Tension in the court grew when one defense witness, testifying from behind a curtain, claimed that chief prosecutor Jaafar al-Moussawi tried to bribe him to testify against Saddam over a crackdown launched against Shiites in the town of Dujail in the 1980s.

The witness said he and his father were arrested in Dujail but released. He said that in 2004 he met al-Moussawi and recounted his story. Al-Moussawi "told me, 'This testimony will not serve the Iraqi people. We want to sentence Saddam to death.' "

"He gave me US$500," the witness said. "He told me to say that my father was arrested and killed in detention."

Al-Moussawi accused the defense of making up the testimony and demanded the witness face criminal charges. "There has been a fabricated attack on the prosecution in the past two days," he said. "It must be determined who recruited him to fabricate his testimony."

When chief judge Raouf Abdel-Rahman warned the witness he could be prosecuted if he were lying, Barzan Ibrahim _ Saddam's half-brother and one of his seven co-defendants _ stood and chided the judge, telling him he should "be patient."

"Every session you have a lecture," Abdel-Rahman snapped, shouting at Ibrahim to sit down.

When Ibrahim argued back, Abdel-Rahman shouted, "Get him out of the court!" Three guards then escorted Ibrahim away, one of them holding him by the wrist.

It was the second time that Ibrahim, the former chief of the Mukhabarat intelligence agency, has been thrown out of court during the trial, which began in October.

Saddam and his co-defendants face possible execution by hanging if convicted on crimes against humanity in the Dujail crackdown, which was sparked by a 1982 assassination attempt on the then-Iraqi leader. They are accused of arresting hundreds of Dujail families, torturing and killing women and children and killing 148 Shiites who were sentenced to death.

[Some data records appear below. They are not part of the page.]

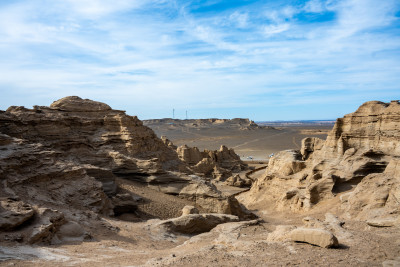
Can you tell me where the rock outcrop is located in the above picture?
[143,118,262,130]
[149,213,239,235]
[240,101,400,224]
[177,145,248,183]
[289,228,339,248]
[0,96,250,243]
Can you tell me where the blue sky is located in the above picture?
[0,0,400,121]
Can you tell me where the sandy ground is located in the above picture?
[0,124,400,267]
[0,180,400,267]
[147,124,332,160]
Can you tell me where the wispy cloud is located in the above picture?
[0,0,400,119]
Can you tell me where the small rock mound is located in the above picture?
[289,228,339,248]
[50,96,111,112]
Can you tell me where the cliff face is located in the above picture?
[143,118,260,130]
[0,96,252,243]
[241,101,400,224]
[324,101,400,156]
[0,97,182,173]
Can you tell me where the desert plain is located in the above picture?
[0,97,400,266]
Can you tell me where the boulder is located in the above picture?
[182,206,199,216]
[0,198,35,231]
[289,228,339,248]
[28,208,65,244]
[155,213,239,235]
[238,101,400,220]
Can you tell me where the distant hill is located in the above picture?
[256,120,336,127]
[143,118,274,130]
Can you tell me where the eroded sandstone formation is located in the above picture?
[177,145,247,180]
[240,101,400,224]
[0,96,250,243]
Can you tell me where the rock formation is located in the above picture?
[177,145,247,183]
[143,118,262,130]
[0,96,250,243]
[240,101,400,223]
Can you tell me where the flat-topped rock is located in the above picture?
[50,96,111,112]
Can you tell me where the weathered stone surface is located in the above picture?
[50,96,111,112]
[0,96,250,233]
[289,228,339,248]
[177,145,247,180]
[0,198,35,231]
[0,96,184,174]
[155,213,239,234]
[28,208,65,244]
[239,101,400,222]
[182,206,199,216]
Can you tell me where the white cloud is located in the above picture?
[264,23,290,37]
[0,0,400,118]
[304,0,326,13]
[229,11,249,28]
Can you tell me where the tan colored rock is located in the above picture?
[50,96,111,112]
[289,228,339,248]
[239,101,400,220]
[177,145,247,180]
[28,208,65,244]
[155,213,239,234]
[182,206,199,216]
[266,150,305,178]
[300,137,325,160]
[0,198,35,231]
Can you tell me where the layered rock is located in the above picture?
[177,145,247,180]
[241,101,400,224]
[143,118,261,130]
[0,97,250,243]
[0,96,181,174]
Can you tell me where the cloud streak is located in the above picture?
[0,0,400,120]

At the start of Wednesday's session, defense lawyers accused one of the prosecution's first witnesses, Ali al-Haidari, of perjury.

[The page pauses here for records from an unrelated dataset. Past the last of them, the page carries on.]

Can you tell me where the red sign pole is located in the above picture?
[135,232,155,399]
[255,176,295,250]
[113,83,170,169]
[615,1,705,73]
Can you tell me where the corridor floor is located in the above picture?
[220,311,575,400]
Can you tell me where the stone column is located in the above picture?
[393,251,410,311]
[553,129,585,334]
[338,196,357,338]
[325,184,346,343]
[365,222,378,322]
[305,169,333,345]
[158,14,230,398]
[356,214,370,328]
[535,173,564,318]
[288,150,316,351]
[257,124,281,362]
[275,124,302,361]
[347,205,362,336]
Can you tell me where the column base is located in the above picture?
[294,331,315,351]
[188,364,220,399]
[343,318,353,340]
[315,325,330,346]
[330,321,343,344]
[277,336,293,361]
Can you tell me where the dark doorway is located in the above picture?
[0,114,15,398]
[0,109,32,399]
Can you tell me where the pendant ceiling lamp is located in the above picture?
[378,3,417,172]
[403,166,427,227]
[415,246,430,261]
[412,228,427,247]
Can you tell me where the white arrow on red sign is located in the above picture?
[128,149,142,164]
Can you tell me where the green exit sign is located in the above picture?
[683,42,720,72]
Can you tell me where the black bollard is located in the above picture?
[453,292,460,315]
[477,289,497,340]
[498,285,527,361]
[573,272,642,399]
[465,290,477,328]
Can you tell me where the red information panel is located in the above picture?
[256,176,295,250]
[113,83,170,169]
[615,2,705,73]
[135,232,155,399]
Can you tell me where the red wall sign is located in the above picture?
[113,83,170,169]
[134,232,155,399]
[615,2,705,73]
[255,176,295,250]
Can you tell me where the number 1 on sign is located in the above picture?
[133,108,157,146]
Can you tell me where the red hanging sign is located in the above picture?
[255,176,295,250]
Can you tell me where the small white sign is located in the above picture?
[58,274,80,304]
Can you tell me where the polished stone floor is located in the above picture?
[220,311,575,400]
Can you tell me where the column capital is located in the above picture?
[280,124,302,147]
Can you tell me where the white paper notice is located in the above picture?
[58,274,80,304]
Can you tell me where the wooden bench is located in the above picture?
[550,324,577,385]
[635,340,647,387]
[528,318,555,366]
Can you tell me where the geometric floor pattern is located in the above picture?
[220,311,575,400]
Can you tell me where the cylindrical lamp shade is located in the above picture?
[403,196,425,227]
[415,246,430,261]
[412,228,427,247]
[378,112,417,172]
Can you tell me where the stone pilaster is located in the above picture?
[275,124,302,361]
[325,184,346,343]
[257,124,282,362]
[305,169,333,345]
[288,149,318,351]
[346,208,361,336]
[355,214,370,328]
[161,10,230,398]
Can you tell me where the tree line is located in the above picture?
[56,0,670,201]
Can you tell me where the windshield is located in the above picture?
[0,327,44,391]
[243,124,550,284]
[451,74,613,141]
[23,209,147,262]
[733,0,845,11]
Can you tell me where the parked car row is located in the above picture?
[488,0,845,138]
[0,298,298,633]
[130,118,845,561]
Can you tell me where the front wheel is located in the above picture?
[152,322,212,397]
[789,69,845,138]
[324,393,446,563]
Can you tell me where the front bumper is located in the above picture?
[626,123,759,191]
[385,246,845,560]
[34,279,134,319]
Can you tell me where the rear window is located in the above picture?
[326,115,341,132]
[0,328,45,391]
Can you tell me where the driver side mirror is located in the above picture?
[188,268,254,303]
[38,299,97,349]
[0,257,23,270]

In testimony in December, al-Haidari said he was arrested at age 14 in the Dujail sweep and was tortured with electrical shocks and beatings. He also said there was no shooting attack on Saddam in Dujail on July 8, 1982 _ only celebratory shooting to Saddam's visit.

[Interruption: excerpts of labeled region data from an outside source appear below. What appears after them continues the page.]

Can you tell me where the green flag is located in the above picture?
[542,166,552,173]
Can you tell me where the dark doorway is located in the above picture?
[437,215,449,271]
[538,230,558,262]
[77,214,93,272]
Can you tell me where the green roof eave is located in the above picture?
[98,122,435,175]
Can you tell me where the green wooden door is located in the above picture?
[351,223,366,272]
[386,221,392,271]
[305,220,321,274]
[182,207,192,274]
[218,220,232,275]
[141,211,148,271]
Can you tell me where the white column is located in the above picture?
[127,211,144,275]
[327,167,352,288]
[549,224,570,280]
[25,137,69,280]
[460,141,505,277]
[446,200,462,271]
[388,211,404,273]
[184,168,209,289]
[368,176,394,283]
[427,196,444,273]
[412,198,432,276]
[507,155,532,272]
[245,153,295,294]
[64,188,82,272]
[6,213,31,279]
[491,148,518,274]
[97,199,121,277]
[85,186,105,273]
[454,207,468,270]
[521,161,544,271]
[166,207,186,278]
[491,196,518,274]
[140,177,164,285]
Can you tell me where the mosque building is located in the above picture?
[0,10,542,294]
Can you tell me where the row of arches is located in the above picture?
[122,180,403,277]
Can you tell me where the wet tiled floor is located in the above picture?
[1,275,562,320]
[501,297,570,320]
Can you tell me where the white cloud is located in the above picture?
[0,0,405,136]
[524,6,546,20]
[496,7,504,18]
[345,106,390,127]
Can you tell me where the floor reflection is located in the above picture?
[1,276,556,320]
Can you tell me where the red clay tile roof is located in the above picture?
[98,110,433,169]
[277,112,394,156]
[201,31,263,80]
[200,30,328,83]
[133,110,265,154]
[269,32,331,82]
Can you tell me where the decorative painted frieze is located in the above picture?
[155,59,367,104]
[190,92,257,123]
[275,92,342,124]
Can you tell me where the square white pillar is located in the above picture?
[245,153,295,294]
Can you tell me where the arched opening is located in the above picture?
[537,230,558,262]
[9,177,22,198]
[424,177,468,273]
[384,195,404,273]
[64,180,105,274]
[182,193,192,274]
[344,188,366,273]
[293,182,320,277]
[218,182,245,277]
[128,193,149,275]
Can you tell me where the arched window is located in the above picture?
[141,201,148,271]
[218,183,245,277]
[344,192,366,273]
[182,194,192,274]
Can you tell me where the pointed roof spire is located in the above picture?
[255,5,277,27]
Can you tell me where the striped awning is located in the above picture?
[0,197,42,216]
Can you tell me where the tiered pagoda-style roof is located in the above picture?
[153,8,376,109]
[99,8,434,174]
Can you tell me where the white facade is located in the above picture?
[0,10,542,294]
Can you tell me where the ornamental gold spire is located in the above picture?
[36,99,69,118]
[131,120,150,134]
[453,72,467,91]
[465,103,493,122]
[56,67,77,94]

The defense presented a DVD that showed al-Haidari addressing a 2004 ceremony in Dujail and praising the attack on Saddam as an attempt by "sons of Dujail ... to kill the greatest tyrant in modern history."

"He's ... contradicting his testimony," defense lawyer Ziyad al-Najdawi told the court.

He demanded al-Haidari be investigated for perjury and called for the trial to be halted "to allow for an investigation into the veracity of the other prosecution testimony." Abdel-Rahman did not rule on the defense request.

The court heard five defense witnesses before adjourning until Monday, but the session was dominated by the defense arguments against the credibility of the prosecution's case. On Tuesday, a witness claimed that 23 of the 148 Shiites sentenced to death by Saddam's regime were alive and that he had met some of them in Dujail recently.

Abdel-Rahman ordered an investigation into the claim.

Defense lawyer Mohammed Munib argued Wednesday that in light of the witness' testimony and the perjury claims, the entire discovery process in the case should be redone and all the prosecution witnesses reviewed.

"What we have seen has affected the basic evidence on which the prosecution has depended," Munib said. "This is the heart of the issue, and it can't be avoided or ignored."

He said that if the investigation reveals that some of those sentenced to death are alive, then prosecution documents showing that 148 were killed must have been "fabricated."

The documents are seen as the strongest piece of the prosecution's case. It has presented a wide array of memos and letters from Saddam's presidential office and the Mukhabarat intelligence agency with names of 399 men, women and children imprisoned in the Dujail sweep and the 148 sentenced to death. The documents showed that some of the 148 were children and that others were tortured to death.